Forced evictions, and evictions that are likely to result in homelessness, are also common breaches of the right to housing. To underline the seriousness of the issue, the Office of the High Commissioner for Human Rights released General Comment 7, which focuses solely on forced evictions – “the permanent or temporary removal against their will of individuals, families and/or communities from the homes and/or land which they occupy, without the permission of, and access to, appropriate forms of legal or other protection” (Para 3). However, the right to housing does not prohibit evictions “in the case of persistent non-payment of rent or of damage to rented property without any reasonable cause” (Para 11), provided due process is followed.

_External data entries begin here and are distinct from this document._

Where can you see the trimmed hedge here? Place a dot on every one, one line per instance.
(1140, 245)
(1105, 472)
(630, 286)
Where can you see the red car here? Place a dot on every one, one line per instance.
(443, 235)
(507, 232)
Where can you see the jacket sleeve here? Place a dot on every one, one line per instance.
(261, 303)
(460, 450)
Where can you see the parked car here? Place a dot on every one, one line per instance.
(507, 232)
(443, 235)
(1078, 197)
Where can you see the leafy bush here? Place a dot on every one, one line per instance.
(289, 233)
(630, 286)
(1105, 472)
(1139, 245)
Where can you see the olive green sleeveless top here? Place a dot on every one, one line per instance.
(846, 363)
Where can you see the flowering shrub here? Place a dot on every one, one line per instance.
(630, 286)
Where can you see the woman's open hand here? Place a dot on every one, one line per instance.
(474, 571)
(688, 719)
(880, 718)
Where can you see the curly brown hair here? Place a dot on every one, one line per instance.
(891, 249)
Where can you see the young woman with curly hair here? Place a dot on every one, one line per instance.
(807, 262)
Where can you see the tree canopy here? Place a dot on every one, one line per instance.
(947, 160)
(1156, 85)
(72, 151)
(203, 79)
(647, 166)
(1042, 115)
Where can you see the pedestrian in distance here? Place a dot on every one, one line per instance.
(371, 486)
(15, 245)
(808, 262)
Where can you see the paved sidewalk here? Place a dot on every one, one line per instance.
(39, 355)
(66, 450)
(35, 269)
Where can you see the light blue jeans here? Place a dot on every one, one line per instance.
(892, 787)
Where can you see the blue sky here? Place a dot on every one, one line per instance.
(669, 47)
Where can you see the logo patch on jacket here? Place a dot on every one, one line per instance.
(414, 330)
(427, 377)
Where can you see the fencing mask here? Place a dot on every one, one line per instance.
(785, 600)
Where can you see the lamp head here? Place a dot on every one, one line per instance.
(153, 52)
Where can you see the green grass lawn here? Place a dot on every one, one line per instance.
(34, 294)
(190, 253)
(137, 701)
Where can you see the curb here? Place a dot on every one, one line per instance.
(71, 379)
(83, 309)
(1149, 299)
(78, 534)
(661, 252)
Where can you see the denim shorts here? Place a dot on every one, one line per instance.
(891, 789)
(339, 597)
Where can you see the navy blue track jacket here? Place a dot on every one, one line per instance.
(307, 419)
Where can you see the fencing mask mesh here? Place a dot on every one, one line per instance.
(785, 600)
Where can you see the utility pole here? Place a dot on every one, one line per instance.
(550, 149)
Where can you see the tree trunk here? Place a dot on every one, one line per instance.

Obligations Imposed by the Right to Housing
As an ESC right, the right to housing requires governments to take actions to realize the right progressively and to the maximum of their available resources, on the basis of non-discrimination. It obliges the state to ensure adequate housing through legislative, administrative and budgetary measures. To fulfil the right to housing, a National Housing Strategy is “almost invariably required” – a step Canada finally took in 2017 with the launch of A Place to Call Home. One of the benefits of a National Housing Strategy is that it sets a framework for legislation “that imposes clear-cut and strong obligations on the responsible actors (both in the public and private sector) that engages them to support this fundamental right” (Moons & Hubeau, 2016, p661).
Heffernan et al. (2015) elaborated on the state’s duty to fulfill the right to housing in Canada, stating federal and provincial governments should take “deliberate actions to amend laws, policies and programs in the areas of: (a) affordable housing; (b) income support to ensure affordability of housing; and (c) physically accessible housing for persons with disabilities and housing with supports for community living for persons with disabilities” (p23).
The right to adequate housing is a fundamental international human right that has been recognized for over 70 years. Its breach has serious consequences, and homelessness is its most severe violation. It imposes duties on states to respect, protect, and fulfil the right by taking immediate actions to prevent discrimination in housing, and to commit the maximum available resources to ensure progressive realization of its other components. A National Housing Strategy grounded in human rights offers a critical path forward.